The transposition of the new EU directive on the prevention of the use of the financial system for money laundering or terrorist financing purposes is far from complete. However, the European Commission has already submitted a proposal further tightening the rules.

The requirements of mentioned (fourth) Directive (EU) 2015/849 of the European Parliament and of the Council of 20 May 2015 (the AML Directive), will be transposed into Czech legislation by an amendment to Act No. 253/2008, on Certain Measures against Legalisation of Proceeds from Crime and Terrorist Financing (the AML Act). The amendment to the AML Act is currently waiting to be discussed in the Czech Senate and foresees numerous changes. However, the European Commission is already working on even stricter rules.

For instance, the proposed amendment to the AML Directive considers platforms for the exchange of virtual currencies also to be obliged entities and sets maximum limits for transactions in some prepaid instruments.
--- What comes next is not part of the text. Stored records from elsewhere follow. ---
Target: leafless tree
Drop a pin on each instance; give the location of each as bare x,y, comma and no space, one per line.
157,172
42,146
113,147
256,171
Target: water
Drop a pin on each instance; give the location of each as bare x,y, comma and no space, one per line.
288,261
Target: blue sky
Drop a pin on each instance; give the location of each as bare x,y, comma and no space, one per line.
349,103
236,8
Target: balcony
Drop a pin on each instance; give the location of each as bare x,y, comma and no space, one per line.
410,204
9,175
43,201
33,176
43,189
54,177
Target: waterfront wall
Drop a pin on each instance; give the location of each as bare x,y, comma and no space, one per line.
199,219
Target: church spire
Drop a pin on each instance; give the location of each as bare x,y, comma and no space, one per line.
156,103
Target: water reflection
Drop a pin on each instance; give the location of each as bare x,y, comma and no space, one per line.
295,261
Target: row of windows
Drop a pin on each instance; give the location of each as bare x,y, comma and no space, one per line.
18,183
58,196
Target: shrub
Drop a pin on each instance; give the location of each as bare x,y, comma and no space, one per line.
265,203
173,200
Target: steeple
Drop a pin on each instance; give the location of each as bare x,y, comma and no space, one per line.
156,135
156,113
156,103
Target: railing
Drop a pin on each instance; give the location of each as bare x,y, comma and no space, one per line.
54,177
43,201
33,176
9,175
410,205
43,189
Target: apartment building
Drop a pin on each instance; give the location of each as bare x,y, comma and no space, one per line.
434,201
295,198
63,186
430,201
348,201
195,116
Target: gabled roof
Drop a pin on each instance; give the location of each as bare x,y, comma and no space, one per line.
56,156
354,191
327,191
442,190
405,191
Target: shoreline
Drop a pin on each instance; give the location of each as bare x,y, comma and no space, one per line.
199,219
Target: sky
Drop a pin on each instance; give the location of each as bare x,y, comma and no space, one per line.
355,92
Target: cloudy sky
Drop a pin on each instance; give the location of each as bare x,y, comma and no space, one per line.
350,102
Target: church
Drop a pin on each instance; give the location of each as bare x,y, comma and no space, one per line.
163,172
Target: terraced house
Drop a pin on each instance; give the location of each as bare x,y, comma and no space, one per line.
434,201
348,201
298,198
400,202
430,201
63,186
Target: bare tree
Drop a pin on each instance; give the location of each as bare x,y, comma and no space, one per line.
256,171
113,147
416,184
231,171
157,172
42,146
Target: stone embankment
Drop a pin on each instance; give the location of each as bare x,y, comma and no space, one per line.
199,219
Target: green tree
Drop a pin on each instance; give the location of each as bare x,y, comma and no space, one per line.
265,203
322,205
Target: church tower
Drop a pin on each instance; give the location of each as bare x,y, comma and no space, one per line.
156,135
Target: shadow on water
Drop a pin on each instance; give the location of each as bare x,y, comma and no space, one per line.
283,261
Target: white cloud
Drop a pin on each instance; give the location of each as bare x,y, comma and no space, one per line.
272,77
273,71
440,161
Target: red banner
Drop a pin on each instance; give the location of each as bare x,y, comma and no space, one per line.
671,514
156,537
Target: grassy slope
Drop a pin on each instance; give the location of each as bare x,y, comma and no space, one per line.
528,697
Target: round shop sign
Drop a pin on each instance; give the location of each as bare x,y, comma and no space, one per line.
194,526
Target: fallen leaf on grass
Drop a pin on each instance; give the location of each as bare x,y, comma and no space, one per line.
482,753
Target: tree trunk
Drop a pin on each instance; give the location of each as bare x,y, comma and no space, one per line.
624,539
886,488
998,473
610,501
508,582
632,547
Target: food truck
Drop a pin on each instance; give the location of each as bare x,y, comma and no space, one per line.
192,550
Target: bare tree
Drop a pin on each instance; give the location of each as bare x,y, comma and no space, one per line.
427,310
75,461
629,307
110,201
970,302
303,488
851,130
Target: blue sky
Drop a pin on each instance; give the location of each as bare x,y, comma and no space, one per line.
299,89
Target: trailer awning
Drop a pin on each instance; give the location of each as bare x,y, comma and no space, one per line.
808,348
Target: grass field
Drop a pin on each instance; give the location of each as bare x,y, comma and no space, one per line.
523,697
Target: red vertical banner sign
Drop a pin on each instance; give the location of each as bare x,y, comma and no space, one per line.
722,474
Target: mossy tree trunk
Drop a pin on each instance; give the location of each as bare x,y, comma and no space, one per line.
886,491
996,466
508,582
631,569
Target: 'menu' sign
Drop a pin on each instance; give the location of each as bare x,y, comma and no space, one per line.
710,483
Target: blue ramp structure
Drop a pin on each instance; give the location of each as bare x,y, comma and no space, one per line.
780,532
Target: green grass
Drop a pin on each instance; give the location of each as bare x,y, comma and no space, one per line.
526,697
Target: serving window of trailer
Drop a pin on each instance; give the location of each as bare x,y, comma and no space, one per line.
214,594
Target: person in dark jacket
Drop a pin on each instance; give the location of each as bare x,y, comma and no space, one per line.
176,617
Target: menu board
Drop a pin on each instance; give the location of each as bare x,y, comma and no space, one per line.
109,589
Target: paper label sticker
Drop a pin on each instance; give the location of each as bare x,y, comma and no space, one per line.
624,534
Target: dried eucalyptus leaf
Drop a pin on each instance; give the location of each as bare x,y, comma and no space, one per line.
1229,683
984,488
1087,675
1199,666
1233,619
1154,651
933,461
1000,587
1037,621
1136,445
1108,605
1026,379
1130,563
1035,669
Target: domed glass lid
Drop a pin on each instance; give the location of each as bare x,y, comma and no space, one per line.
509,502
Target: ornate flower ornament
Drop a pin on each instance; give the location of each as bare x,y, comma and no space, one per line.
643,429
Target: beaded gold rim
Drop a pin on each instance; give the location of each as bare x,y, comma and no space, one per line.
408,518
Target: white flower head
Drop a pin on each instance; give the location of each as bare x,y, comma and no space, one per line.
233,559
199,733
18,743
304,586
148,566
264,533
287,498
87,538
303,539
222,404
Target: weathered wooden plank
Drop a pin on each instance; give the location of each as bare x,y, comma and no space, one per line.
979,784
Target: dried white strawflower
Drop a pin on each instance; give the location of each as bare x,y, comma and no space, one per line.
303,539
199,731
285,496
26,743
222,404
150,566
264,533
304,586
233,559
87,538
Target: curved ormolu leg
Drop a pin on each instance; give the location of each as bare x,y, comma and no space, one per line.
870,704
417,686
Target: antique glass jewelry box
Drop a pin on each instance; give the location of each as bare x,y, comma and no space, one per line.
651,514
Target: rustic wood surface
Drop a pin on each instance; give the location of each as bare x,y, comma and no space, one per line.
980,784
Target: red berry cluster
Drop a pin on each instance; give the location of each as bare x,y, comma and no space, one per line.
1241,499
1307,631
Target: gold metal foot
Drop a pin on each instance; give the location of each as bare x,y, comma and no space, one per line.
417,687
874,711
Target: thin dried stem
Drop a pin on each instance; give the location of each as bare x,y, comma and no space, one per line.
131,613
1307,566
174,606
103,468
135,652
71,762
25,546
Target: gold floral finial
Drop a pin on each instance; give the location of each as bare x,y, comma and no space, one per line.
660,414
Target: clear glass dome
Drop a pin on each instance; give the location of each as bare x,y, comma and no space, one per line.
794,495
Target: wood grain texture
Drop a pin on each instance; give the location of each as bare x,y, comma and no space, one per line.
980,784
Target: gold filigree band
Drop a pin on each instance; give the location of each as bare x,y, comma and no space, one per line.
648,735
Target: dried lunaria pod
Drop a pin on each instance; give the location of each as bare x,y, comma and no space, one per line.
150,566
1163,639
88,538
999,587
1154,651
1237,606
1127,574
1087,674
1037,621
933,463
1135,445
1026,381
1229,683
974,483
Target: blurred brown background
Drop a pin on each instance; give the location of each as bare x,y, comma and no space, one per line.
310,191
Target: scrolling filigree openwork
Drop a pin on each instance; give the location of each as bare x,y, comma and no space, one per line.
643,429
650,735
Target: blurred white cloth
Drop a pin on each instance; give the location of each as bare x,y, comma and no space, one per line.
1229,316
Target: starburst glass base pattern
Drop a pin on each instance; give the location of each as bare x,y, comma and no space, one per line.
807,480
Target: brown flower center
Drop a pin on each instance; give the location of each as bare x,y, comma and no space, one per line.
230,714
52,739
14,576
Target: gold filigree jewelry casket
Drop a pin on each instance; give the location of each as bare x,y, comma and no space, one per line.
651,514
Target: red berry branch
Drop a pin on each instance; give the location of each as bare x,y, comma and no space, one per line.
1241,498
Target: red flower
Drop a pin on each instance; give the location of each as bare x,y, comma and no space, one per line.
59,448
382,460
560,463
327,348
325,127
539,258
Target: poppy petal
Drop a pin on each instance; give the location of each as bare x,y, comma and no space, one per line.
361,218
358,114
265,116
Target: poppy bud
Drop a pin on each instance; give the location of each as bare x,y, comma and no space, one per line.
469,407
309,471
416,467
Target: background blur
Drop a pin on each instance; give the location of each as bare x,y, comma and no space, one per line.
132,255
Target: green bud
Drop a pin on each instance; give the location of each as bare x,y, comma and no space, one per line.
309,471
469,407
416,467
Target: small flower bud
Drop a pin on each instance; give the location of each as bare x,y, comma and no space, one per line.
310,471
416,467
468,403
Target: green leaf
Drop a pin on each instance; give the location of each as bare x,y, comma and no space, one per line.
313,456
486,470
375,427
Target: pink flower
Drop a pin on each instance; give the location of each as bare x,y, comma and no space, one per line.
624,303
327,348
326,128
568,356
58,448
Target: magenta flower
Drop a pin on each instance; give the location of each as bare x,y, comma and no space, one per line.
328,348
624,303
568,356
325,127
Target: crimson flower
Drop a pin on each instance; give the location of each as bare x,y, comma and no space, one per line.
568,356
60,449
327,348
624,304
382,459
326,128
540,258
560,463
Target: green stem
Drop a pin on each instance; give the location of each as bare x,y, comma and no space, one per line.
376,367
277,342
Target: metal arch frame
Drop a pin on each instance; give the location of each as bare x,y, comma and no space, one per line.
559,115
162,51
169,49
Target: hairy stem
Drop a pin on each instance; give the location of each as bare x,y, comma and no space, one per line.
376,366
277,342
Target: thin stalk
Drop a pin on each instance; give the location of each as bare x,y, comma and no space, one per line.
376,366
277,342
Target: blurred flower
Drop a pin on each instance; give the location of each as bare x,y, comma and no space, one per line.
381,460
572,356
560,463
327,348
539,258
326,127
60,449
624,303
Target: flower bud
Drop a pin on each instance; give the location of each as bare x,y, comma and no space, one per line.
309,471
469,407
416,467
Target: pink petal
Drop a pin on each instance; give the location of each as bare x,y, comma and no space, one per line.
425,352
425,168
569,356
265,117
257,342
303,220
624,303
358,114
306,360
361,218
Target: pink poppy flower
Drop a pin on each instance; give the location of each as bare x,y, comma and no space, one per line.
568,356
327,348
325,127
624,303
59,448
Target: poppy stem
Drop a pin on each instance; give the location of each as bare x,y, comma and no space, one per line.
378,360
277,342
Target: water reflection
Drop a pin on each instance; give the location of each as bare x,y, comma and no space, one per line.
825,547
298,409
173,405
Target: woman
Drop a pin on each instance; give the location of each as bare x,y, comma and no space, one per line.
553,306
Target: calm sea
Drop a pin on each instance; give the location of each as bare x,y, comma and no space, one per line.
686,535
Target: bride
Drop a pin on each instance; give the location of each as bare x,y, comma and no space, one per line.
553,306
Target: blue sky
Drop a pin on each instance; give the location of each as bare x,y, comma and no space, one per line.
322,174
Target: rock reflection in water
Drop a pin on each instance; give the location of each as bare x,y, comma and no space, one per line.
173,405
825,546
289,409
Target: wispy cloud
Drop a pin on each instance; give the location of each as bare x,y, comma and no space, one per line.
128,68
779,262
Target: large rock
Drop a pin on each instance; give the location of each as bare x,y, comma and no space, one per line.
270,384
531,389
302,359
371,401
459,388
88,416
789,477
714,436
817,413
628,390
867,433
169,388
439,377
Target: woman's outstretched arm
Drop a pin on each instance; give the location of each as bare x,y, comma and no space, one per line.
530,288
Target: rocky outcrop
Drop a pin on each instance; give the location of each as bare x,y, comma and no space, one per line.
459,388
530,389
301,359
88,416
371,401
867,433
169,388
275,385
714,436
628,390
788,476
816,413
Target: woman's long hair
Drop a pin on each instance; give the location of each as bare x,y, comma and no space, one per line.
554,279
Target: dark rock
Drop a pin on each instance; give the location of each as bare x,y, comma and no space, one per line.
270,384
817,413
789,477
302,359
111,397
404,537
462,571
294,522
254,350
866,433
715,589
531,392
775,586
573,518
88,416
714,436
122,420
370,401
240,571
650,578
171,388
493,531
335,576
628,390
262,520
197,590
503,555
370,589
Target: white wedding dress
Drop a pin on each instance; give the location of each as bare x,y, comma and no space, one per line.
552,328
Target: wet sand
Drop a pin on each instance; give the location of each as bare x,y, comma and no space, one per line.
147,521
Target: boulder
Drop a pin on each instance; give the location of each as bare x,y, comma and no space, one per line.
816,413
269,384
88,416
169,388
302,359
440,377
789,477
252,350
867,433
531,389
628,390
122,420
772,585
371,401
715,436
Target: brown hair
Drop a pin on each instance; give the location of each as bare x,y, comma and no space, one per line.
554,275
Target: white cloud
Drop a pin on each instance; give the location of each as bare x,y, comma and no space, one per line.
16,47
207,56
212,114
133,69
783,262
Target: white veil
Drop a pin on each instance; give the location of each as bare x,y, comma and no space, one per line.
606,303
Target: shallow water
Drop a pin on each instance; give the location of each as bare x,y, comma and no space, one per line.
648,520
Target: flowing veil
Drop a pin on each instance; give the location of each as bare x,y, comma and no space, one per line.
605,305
Apart from that, it empowers some financial intelligence units – in the Czech Republic the Financial Analytical Authority – to request information potentially concerning money laundering and terrorist financing from any obliged entity; under the proposed amendment, financial intelligence units should also be able to obtain information on bank accounts.

The proposed amendment to the AML Directive introduces a new approach also as regards information on beneficial owners, i.e. individuals who may, factually or legally, exercise control over legal entities. The amendment to the Czech AML Act transposing the AML Directive stipulates the record keeping of beneficial owner information as an auxiliary tool to meet an obliged entity’s duties under the AML Act. Although the records will be kept within the existing public register system maintained by the registration courts, they will not be publicly available at the moment; the records will be accessible in a different regime and only to bodies and entities specified by law. However, under the amended AML Directive, beneficial owner information should under certain circumstances and to a limited extent be publicly accessible.

Record keeping of information on beneficial owners of trusts, also required under the AML Directive, is provided for by an amendment to the Civil Code. The deputies practiced more restraint here, and the amendment so far has only passed the second reading, nearly a year since it was first submitted. However, the European Commission has now suggested that member states should implement the legal framework defined by the fourth AML Directive by 1 January 2017 at the latest, so that they can get ready for further changes ahead.